È difficile relazionarsi e avere a che fare con quell’evento connaturato alla nostra vita fin dalla nascita. Nominarlo, evocarlo oltre l’arte e la poesia. Quando viene all’improvviso e si porta via un compagno, un amico. Noi che, impegnati tutti i giorni a vivere, a lottare, a dare un senso alla quotidianità, spesso ci dimentichiamo della potenza di un vuoto e di una mancanza importante.
Difficile parlarne, prendersi un momento e non aver paura di evocare l’assenza. Ognuna/o potrà dire di avere i suoi frames di Antonello, urbanista, architetto, scrittore, redattore, cantore dei luoghi della città e quanto altro ancora: quella volta che mi consigliò per la tesi, quelle cene nel quadrante San Lorenzo e Prenestino-Casilino, quella recensione commissionata, quegli scambi cinefili, i resoconti parigini da nonno, gli aneddoti raccontati “quella volta che mentre passeggiavamo con David Harvey a San Lorenzo, parlavamo di Carlo Cattaneo”. Le assemblee, le iniziative, le riunioni di redazione in cui, sempre presente e attivo, si metteva di tanto in tanto a chiacchierare ad alta voce coinvolgendo Augusto prima che qualcuno dicesse necessariamente: “mo vi divido”…

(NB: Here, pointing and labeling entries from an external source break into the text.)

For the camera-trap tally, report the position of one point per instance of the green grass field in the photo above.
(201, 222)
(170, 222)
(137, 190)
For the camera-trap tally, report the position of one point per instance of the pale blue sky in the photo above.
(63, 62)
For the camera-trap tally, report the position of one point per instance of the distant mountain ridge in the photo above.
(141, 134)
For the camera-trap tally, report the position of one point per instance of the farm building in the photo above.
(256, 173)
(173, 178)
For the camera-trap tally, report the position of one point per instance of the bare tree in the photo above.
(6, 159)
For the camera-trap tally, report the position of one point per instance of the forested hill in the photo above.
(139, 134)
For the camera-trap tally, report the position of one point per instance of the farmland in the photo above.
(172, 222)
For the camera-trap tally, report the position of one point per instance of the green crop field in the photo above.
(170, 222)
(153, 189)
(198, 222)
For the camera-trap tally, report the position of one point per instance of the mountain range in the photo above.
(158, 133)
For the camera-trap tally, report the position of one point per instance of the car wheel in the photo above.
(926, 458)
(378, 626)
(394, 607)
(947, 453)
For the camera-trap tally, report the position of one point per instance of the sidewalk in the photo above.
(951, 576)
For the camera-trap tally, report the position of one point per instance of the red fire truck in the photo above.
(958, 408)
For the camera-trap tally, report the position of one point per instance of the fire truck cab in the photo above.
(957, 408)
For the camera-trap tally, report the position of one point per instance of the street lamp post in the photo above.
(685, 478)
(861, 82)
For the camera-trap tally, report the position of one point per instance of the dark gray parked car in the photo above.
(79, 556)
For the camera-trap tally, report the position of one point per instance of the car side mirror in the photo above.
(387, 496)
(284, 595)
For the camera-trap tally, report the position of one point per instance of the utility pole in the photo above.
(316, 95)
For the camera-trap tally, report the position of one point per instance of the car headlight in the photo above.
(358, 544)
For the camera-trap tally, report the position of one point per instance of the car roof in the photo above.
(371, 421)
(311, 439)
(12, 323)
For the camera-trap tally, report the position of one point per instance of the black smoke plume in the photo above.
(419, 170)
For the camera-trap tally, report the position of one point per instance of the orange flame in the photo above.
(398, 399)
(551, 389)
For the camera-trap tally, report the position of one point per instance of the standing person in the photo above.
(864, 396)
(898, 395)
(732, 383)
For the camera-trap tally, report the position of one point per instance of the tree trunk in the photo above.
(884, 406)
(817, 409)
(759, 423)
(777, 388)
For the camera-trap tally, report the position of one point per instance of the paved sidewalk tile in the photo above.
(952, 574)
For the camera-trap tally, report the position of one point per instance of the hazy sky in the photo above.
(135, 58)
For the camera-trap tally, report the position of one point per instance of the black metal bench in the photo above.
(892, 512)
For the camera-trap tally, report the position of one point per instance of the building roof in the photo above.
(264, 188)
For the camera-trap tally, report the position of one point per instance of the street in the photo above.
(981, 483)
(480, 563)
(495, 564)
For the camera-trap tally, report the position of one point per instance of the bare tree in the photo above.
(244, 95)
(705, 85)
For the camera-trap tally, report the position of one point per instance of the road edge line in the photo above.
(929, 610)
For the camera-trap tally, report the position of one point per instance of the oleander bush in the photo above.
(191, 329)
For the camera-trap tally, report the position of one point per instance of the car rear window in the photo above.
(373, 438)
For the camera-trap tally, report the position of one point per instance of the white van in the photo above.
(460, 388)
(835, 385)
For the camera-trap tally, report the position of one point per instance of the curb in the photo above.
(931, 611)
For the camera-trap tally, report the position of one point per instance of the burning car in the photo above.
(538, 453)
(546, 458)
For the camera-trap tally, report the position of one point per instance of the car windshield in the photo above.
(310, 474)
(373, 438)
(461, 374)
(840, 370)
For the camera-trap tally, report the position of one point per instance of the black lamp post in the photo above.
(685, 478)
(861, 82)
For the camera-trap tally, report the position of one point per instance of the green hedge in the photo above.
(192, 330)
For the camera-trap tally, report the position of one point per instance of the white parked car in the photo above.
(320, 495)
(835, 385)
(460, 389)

Eh sì, personalmente l’ho incrociato per la prima volta politicamente in quel progetto editoriale di informazione indipendente bellissimo che è DinamoPress, redazione metropolitana e transnazionale, dalle piazze, alla rete e viceversa, esperimento di cooperazione e mutualismo. Antonello “Costretto” anche a iscriversi alla piattaforma social per essere più connesso con il desk, e sì, ci regalava anche lì i suoi bozzetti. Sempre presente, una vita dalla parte giusta, in trincea, aperto ad ogni nuova sfida con l’entusiasmo di chi osa e ama ancora apprendere mentre regala esperienza.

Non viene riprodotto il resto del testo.